I want to extract Texts from Macros in a Tiddler with a regEx filter. The text looks like
Text...
...<<arbitraryMacro """The first text I want""" "multiple" "other" "SameID" >>
...text ..
.<<arbitraryMacro """A text I don't want""" "multiple" "other" "otherID" >>
...text ...
<<anotherarbitraryMacro """the other text I want""" "multiple" "other" "SameID">>...text...
Thus I would add an extractID variable to the macros and want the text in triple" in the macros with the same extractID
This may get more complicated if your """target text""" itself can contain <<, but here’s a quick attempt to get you started:
\function extract.id(id) [split[<<]search:title:regexp<id>] :map[split["""]nth[2]]
\define testing()
Text...
...<<arbitraryMacro """The first text I want""" "multiple" "other" "SameID" >>
...text ..
.<<arbitraryMacro """A text I don't want""" "multiple" "other" "otherID" >>
...text ...
<<anotherarbitraryMacro """the other text I want""" "multiple" "other" "SameID">>...text...
\end
{{{ [<testing>extract.id[SameID]] }}}
\function extract.id(id) is the functional bit here. I stuck your sample text in a macro for ease of testing, but you could also use [{Transcluded Tiddler}extract.id[SameID]] or [{!!field-name}extract.id[SameID]].

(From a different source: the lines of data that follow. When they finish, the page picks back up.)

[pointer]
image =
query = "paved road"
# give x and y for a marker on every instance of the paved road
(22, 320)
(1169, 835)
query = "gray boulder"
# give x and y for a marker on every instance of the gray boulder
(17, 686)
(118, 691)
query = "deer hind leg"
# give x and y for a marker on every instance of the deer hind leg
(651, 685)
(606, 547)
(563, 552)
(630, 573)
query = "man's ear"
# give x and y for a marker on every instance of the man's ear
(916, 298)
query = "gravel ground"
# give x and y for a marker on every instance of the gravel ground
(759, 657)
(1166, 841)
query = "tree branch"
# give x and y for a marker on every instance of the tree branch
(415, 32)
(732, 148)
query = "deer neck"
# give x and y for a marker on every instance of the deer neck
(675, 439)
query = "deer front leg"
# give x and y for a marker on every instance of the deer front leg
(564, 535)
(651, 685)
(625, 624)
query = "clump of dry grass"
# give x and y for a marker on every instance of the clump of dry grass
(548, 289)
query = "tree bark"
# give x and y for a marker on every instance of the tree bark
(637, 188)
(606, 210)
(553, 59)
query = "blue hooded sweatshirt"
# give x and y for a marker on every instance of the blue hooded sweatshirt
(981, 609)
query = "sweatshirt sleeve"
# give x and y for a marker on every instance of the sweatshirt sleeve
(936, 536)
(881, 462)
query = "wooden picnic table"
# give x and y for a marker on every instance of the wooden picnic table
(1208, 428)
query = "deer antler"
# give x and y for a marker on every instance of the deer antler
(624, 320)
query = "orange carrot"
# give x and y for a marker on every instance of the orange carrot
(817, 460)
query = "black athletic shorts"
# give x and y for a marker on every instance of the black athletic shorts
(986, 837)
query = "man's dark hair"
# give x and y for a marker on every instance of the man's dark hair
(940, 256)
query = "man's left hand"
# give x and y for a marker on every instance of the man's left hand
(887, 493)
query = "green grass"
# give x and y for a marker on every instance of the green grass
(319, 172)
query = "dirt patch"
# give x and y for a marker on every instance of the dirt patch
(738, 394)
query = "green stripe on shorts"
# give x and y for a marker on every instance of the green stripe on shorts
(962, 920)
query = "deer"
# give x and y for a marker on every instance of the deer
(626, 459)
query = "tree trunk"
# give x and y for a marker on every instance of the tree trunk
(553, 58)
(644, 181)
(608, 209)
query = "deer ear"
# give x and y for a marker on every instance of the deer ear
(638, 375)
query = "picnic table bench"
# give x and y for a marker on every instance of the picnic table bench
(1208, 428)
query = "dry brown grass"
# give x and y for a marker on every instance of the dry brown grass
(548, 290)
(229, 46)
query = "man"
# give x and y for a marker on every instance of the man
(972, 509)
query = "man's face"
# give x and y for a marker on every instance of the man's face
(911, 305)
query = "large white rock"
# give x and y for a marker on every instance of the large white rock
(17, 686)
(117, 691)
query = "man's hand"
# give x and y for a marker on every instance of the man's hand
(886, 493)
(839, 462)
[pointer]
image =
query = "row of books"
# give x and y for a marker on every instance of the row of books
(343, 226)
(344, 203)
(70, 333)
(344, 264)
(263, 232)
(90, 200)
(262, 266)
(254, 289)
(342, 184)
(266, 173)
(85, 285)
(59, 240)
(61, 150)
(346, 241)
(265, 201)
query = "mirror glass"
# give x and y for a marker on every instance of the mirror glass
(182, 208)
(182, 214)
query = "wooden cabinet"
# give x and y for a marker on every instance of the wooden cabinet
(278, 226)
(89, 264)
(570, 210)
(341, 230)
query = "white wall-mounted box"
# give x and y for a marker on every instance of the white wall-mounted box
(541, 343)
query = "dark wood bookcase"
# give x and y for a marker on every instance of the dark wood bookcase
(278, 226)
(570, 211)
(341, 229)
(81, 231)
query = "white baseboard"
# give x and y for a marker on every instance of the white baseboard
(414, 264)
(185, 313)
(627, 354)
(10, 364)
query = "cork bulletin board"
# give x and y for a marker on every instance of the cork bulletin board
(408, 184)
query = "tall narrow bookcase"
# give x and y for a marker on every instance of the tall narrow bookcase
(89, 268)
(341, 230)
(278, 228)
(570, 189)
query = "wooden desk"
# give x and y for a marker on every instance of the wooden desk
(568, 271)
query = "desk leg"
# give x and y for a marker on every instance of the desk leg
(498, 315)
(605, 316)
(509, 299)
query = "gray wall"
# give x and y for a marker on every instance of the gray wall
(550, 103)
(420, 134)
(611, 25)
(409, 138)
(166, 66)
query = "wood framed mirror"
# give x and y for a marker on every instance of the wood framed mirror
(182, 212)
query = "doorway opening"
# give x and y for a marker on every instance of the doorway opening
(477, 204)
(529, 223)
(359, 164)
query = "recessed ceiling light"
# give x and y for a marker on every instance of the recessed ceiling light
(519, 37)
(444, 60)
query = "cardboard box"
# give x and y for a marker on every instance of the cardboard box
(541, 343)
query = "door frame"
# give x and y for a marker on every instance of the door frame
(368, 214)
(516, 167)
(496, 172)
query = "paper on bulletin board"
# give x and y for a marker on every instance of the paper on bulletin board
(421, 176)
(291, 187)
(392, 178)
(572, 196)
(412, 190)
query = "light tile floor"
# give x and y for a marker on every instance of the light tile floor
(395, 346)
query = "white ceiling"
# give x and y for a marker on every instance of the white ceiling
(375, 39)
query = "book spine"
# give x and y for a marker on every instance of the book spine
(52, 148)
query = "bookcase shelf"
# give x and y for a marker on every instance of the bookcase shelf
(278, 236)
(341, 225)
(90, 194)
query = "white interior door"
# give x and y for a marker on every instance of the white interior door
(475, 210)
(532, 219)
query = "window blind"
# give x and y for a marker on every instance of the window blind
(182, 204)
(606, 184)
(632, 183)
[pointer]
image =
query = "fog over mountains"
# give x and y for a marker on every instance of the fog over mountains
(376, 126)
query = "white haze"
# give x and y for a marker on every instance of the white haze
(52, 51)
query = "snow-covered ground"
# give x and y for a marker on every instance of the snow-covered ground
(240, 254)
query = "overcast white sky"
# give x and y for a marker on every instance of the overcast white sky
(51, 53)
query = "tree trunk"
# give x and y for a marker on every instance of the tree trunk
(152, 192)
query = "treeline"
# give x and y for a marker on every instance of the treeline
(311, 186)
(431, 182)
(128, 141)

Are you familiar with functions as custom filter operators, generally speaking? If not: a function is essentially a shortcut for a filter that you can use either as a variable or as a segment of a larger filter. Breaking this one down piece by piece:
id = a named parameter that we can invoke within the function definition using the corresponding variable <id>. When you use the function as a filter operator, you can supply parameters in the order they appear in the \function pragma — and just like a normal filter operator, each parameter can be a [literal value], a {!!transclusion}, or a <variable>. So if you’ve already defined the id you want to extract in a given context, e.g. <$let findID="SameID">, you could use [<input>extract.id<findId>].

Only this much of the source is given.